Milling around the bar and lounge area were a large number of CIVPOL officers. As bewildering as life had suddenly become, there were now all these acronyms to remember. CIMO. SIAG. MINUSTAH. CIVPOL.
Unlike the MINUSTAH “peacekeepers” or soldiers, the CIVPOL officers all wore the uniforms of their own countries’ police force with blue UN helmets and matching bulletproof vests. My uncle quickly recognized the scarlet tunic and breeches of the Royal Canadian Mounted Police French-speaking officers, who seemed to outnumber the other groups chatting in several different languages around him.
Approaching one, he asked in French if he could file a complaint.
The officer had trouble understanding his machine, so he had to repeat himself several times. The officer, a man whose face seemed as red as his tunic, perhaps from sunburn, took him aside to a quiet corner near a staircase, and as his eyes wandered toward some other officers having lunch around the pool, my uncle tried to tell him what had happened.

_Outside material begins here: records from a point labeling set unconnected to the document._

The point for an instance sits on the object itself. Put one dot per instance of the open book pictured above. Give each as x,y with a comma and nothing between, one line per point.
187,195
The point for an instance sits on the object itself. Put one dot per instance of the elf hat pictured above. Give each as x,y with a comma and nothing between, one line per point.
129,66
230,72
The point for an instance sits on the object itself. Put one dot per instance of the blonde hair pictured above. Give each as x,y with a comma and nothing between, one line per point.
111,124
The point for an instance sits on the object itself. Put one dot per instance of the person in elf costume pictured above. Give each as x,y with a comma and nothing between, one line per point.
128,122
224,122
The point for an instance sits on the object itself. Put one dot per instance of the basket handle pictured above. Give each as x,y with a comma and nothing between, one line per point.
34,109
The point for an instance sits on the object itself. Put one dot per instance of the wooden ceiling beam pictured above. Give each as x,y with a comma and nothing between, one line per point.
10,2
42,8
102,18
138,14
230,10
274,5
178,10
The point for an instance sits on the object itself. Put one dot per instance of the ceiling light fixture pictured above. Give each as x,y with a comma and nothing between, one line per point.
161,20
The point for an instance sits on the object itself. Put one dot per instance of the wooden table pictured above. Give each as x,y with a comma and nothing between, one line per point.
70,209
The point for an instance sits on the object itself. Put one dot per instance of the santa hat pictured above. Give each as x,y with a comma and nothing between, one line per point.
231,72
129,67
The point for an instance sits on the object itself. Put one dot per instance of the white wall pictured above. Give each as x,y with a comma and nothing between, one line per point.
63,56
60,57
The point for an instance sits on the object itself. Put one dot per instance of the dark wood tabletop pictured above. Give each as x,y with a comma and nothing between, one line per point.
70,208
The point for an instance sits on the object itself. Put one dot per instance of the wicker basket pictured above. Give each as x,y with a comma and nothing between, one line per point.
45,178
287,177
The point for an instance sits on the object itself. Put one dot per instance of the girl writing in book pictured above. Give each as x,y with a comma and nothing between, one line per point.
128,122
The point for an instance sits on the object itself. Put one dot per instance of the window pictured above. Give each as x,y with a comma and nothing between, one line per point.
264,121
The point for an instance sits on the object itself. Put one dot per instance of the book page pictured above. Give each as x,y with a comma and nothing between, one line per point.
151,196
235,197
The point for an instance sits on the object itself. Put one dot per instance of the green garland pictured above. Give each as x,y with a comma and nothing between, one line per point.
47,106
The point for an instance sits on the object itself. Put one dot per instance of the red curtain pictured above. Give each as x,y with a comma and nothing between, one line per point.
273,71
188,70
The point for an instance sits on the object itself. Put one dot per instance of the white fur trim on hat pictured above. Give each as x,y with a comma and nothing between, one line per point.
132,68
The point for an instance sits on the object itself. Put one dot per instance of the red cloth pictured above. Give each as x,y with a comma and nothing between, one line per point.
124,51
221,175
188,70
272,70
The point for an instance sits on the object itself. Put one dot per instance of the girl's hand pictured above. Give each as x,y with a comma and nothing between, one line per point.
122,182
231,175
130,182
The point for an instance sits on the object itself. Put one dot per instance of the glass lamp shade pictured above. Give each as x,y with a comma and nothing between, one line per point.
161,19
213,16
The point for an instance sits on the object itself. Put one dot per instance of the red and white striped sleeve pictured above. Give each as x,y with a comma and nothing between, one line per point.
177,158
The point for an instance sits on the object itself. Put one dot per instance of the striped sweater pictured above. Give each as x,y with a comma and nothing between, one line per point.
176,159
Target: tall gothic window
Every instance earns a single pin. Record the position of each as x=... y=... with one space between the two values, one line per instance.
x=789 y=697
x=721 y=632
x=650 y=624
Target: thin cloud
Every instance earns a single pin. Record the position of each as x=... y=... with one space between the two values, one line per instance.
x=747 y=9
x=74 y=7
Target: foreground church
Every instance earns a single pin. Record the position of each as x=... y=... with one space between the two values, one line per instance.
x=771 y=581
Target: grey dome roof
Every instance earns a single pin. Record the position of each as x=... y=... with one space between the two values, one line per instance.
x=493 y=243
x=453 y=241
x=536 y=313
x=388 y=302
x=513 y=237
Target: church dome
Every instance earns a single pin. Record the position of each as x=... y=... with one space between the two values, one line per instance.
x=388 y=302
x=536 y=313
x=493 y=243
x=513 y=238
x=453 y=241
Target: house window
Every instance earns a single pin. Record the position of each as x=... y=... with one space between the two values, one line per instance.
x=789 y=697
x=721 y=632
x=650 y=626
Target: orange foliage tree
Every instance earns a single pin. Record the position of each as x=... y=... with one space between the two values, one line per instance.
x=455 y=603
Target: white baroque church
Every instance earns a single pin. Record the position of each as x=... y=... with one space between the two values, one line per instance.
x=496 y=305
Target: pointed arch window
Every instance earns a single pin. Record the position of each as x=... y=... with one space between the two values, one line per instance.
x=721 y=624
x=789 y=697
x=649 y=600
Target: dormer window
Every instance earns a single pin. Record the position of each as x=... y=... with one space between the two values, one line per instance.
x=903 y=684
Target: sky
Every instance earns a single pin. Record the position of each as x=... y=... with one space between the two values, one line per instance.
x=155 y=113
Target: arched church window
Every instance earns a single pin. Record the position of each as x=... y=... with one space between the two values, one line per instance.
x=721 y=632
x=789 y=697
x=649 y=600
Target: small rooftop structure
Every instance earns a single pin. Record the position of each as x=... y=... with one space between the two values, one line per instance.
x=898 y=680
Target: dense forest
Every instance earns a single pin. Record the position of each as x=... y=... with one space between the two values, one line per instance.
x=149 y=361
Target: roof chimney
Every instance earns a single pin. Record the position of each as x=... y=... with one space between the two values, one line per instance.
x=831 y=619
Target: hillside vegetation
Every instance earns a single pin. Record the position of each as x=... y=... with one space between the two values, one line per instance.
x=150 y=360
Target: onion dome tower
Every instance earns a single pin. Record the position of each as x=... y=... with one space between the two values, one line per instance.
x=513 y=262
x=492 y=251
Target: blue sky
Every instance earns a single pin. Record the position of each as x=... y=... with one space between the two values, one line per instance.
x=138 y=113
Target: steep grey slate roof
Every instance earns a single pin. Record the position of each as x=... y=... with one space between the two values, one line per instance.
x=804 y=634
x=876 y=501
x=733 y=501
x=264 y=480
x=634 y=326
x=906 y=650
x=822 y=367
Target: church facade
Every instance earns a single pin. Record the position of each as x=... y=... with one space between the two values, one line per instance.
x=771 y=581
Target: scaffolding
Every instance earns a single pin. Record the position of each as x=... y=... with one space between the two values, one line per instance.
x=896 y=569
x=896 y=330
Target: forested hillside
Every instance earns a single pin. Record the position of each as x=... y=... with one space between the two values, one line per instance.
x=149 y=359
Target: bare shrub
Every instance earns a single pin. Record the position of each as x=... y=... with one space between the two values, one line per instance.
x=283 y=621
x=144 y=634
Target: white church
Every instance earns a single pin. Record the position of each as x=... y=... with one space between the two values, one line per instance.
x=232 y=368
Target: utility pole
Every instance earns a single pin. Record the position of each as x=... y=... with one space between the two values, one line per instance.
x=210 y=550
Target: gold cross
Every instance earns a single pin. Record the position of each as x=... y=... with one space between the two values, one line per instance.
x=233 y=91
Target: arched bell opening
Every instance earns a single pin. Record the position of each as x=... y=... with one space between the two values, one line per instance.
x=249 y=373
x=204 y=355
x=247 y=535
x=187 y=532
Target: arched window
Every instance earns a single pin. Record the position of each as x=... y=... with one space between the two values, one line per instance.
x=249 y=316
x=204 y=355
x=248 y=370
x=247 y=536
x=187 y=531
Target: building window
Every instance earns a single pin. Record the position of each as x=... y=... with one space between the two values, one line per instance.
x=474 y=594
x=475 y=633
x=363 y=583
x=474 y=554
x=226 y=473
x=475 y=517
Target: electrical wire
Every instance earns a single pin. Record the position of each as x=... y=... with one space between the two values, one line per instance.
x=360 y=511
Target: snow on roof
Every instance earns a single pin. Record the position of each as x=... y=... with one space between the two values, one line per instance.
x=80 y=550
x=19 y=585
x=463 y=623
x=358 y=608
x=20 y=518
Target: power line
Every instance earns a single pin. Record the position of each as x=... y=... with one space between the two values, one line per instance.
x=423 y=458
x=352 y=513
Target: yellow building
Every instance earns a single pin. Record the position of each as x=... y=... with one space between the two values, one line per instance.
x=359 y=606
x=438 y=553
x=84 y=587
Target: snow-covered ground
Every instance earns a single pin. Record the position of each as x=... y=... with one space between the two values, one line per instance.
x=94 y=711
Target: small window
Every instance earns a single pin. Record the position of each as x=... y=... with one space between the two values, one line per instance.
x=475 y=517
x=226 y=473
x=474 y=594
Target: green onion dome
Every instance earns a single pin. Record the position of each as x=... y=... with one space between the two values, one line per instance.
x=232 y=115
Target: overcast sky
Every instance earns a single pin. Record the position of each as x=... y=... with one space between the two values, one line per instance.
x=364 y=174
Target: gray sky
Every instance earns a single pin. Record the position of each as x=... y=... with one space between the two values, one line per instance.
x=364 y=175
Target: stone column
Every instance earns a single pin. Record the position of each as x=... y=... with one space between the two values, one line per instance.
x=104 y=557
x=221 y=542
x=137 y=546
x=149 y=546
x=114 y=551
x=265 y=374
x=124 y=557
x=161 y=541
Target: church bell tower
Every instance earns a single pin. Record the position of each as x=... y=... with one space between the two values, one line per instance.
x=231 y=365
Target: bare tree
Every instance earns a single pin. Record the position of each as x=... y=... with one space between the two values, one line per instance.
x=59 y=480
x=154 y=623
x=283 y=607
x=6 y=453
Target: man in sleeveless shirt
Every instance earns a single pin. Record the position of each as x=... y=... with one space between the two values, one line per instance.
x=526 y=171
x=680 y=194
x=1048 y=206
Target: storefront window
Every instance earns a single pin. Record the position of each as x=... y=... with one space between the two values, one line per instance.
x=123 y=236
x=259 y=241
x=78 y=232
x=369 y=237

Had he filed a report at the anti-gang unit? the officer asked.
He answered yes and handed the SIAG report to the officer.
The officer took the report to him and told him to wait. He was going to make a copy.
The hum of multilingual chatter momentarily distracted my uncle as he waited. Soon the officer was back. He’d made a copy of the report, he said.
“Merci,” my uncle said, not even certain himself why he was saying thank you.
Would some action be taken? my uncle asked. Would the UN soldiers who’d shot from his roof be disciplined? Would the people who’d been wounded be helped? Would the Red Cross go in and take them to the hospital? Would the families of the dead be compensated? Or at least assisted with funeral expenses?
It was likely that Haitian police officers had shot from his roof, the officer said. MINUSTAH and CIVPOL were simply there to assist the Haitian police. If his neighbors were wounded and killed by Haitian police, there was nothing the UN could do.
Had my uncle contacted any Haitian human rights organizations? he asked. The Haiti branch of the New York–based National Coalition for Haitian Rights, la Comité des Avocats pour le Respect des Libertés Individuelles or the Lawyers Committee for the Respect of Individual Rights?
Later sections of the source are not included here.